Governor of Helmand
- Incumbent
- Assumed office October 2025
- Supreme Leader: Hibatullah Akhundzada
- Prime Minister: Hasan Akhund (acting)

Commander-in-Chief of the Afghan Air Force
- In office December 2021 – 2022

Governor of Badakhshan
- In office September 2021 – 6 November 2021
- Preceded by: Muhammad Zakariya Sawda
- Succeeded by: Abdul Ghani Faiq

Military service
- Allegiance: Islamic Emirate of Afghanistan
- Branch/service: Islamic Emirate Air Force
- Rank: Commander-in-Chief
- Commands: Commander-in-Chief of the Afghan Air Force

= Amanuddin Mansur =

Governor of Helmand since 2025

Amanuddin Mansur (امان الدین منصور) is an Afghan politician who is serving as the governor of Helmand province since 2025. He previously served as commander-in-chief of Afghan Air Force from 2021 to 2022. He also served as governor of Badakhshan from August 2021 to November 2021.

An ethnic Tajik, Mansoor is considered part of the "Badakhshan faction" of the Taliban, led by Fasihuddin Fitrat. It is regarded as one of the three main factions within the Taliban, the other two being the "Kandahar faction" led by Hibatullah Akhundzada and the "Kabul faction" led by Sirajuddin Haqqani.

== Biography ==
Amanuddin Mansur was born in the Badakhshan province, northern Afghanistan, to an ethnic Tajik family.
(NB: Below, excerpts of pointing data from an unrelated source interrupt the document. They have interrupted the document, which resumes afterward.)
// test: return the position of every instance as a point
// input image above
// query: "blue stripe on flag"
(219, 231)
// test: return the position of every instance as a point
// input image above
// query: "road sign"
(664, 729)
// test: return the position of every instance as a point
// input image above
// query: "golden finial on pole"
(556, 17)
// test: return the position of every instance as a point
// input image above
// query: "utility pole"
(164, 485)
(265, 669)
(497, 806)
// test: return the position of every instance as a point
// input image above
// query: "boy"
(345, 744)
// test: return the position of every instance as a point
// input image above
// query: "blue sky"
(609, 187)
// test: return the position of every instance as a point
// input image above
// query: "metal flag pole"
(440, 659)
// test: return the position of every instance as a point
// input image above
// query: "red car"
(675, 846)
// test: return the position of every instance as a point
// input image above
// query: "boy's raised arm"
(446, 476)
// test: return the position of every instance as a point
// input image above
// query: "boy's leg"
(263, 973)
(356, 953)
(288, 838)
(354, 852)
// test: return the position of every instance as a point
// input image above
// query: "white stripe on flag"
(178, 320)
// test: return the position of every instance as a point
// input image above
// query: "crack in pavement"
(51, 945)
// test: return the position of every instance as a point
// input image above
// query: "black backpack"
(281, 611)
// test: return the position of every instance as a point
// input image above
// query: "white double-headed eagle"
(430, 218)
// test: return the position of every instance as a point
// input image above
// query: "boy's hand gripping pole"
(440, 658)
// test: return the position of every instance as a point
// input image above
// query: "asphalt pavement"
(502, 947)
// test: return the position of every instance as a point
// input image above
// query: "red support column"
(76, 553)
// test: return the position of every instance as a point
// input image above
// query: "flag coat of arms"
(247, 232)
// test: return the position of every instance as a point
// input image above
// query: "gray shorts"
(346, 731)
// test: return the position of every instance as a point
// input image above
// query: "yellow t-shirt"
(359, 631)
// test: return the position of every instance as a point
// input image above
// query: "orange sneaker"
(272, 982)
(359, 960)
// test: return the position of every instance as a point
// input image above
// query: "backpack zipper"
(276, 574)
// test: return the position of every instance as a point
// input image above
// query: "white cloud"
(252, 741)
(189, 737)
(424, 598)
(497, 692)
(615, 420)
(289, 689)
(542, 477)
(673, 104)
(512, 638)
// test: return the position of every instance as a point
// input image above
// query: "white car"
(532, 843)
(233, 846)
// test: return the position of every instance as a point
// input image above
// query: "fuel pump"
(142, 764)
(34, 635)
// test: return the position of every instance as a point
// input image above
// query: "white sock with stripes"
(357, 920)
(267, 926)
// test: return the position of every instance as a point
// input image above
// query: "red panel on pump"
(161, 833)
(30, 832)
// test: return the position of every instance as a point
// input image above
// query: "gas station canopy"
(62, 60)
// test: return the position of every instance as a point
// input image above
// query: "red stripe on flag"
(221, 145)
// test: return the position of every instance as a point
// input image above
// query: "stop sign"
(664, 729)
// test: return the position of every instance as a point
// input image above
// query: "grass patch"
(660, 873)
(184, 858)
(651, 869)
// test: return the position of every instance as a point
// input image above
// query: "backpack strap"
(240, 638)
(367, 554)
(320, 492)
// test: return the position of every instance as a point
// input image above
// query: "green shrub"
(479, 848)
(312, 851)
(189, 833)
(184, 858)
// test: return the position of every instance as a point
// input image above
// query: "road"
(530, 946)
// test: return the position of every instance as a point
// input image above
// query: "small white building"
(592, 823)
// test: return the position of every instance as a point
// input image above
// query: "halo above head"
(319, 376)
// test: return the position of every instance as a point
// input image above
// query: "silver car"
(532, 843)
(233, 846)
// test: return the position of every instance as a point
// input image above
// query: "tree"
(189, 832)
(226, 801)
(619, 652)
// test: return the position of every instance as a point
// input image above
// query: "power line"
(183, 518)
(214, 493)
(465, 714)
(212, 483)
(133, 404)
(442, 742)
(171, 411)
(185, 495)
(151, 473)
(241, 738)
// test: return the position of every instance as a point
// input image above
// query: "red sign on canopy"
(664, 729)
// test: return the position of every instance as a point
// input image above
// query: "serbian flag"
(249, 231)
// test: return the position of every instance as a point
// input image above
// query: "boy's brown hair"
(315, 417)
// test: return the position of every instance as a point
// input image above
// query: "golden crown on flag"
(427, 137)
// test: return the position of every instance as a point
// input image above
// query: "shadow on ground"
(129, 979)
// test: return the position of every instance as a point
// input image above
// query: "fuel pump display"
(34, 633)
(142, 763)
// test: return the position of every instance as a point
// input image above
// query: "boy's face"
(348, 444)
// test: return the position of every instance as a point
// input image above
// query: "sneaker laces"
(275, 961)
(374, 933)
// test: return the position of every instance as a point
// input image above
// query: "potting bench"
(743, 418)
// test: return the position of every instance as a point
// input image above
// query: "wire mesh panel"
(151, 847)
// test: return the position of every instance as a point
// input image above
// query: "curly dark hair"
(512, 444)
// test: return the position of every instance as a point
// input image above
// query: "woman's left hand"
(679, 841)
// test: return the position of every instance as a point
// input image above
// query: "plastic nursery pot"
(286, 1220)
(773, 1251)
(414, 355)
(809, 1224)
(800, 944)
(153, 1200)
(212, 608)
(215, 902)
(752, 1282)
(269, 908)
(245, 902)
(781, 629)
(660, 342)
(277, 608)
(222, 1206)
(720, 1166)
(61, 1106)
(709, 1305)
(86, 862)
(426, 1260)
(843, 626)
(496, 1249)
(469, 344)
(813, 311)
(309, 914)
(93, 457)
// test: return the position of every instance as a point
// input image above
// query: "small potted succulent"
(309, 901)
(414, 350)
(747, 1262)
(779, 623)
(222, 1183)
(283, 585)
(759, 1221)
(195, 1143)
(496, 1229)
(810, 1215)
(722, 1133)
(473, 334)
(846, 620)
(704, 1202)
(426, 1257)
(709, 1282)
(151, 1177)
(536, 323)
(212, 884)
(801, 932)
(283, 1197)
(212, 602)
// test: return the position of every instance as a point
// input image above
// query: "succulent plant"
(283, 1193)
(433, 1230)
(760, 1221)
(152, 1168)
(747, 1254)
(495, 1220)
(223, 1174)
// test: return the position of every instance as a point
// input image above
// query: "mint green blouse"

Mansoor served as deputy commander of the 209 Al-Fatah Military Corps in Mazar-e-Sharif in the months following the Taliban's takeover in 2021.

In March 2023, an old video of Mansur circulated on the internet, in which he made Tajik irredentist claims to seize parts of Tajikistan into Afghanistan. However, he later issued an apology for the statements.

In October 2025, Mansur was appointed the governor of Helmand province.